Here are a few that represent some of the best we’ve published:
- Expert Advice: How To Register Your Copyright,” by Honore Brown, November 12, 2020
- “I Hope To Double What They’re Doing: A Conversation with Creative Agent Freda Scott,” written by Varun Raghupathi, September 30, 2020
- “Expert Advice: Insurance for Photographers,” by Aimee Baldridge, September 10, 2020
How I Copyedit
As copyeditor I strive to make others’ writings as clear and effective as possible (I will not use the word impactful). I try to do that with a light touch because I do not want to distort the writer’s voice. With that said, words have resonances and connotations (inflections, if you’re feeling poetic) over which we have no control. One of my jobs is to think about how diction may convey inapposite connotations. And fix that.
For example, photography uses the word shoot a lot. Q.E.D.
On the most basic level, my job is just to make syntax and punctuation work. I watch out for connected independent clauses that are missing punctuation, restrictive and non-restrictive clauses, the inconsistent verb tenses, and—of course—spelling. As well, I think about how the images complement and break up the text.
Style Guides, Pet Peeves
The 16th edition of the Chicago Manual of Style guided the composition of my dissertation, which is a way of saying that it’s had a deep impact on my writing. On WonderfulMachine.com we adhere to AP Style, with only a few exceptions.
One exception is that we employ the Oxford comma because we are civilized …

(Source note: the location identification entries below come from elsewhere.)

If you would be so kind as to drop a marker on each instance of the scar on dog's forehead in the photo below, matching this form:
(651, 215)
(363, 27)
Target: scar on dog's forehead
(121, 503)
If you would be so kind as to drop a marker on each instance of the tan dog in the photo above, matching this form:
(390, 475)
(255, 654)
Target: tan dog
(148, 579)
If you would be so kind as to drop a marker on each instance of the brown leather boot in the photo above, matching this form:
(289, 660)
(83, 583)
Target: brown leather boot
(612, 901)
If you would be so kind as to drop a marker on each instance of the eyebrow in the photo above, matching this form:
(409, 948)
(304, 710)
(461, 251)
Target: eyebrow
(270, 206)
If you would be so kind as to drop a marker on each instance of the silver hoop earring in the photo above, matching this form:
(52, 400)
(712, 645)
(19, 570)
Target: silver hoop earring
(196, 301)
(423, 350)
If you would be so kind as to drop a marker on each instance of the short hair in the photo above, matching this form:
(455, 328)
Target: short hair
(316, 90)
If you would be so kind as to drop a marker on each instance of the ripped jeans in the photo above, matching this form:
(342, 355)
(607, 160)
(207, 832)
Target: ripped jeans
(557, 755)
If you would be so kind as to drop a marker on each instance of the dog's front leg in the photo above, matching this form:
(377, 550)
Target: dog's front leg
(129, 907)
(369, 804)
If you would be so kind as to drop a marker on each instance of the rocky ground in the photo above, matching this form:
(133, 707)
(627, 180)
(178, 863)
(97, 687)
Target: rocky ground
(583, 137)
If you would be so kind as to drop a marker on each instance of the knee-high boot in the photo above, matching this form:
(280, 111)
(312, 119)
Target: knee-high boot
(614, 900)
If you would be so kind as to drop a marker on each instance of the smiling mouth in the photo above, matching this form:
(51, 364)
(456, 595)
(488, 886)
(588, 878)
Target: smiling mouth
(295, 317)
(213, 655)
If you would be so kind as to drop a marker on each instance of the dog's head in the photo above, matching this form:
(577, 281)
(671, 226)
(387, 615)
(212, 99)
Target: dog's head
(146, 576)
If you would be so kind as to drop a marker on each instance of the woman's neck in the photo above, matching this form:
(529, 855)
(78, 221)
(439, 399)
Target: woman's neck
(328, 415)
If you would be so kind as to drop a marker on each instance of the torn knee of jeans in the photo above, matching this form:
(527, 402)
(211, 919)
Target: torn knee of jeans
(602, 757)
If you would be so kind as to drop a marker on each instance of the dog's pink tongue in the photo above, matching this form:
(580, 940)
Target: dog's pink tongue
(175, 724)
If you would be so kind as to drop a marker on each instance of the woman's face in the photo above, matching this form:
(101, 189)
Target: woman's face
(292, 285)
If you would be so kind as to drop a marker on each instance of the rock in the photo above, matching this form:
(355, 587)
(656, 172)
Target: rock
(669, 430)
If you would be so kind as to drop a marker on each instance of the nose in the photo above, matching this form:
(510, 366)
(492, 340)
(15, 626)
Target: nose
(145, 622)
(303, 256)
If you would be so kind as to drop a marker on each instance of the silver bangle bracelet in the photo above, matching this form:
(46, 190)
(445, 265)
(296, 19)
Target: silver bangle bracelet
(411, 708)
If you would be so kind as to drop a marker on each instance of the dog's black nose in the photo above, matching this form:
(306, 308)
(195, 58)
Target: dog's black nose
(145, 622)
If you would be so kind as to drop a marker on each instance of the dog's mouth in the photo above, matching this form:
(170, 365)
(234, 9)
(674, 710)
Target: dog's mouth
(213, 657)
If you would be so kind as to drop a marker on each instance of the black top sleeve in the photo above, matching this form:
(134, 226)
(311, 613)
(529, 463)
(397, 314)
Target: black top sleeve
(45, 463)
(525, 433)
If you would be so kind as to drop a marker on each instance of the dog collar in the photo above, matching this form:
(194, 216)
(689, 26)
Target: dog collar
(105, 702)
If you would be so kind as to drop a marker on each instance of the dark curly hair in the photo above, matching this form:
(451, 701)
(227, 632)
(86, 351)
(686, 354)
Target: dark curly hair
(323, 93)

One pet peeve: I dislike that the em-dash (and ellipses) in AP Style has spaces surrounding them. I’m a partisan of the non-spaced em-dash of the Chicago Style.
Speaking of the em-dash: it’s the Swiss army knife of punctuation. It can do practically anything. It should not set off non-restrictive clauses—that’s what commas are for. But it can set up lists and certain modifying phrases and whatever else.
Editing for SEO
These days editing means paying attention to the SEO effects of the text. So I am mindful of strong slugs, meta-titles, meta-descriptions, anchored texts, follow and nofollow links, alt text for images, and structured data schema.
To help me I’ve used WordPress plugins like Yoast, Rankmath, etc., but I am not averse to going into the html to fix the page.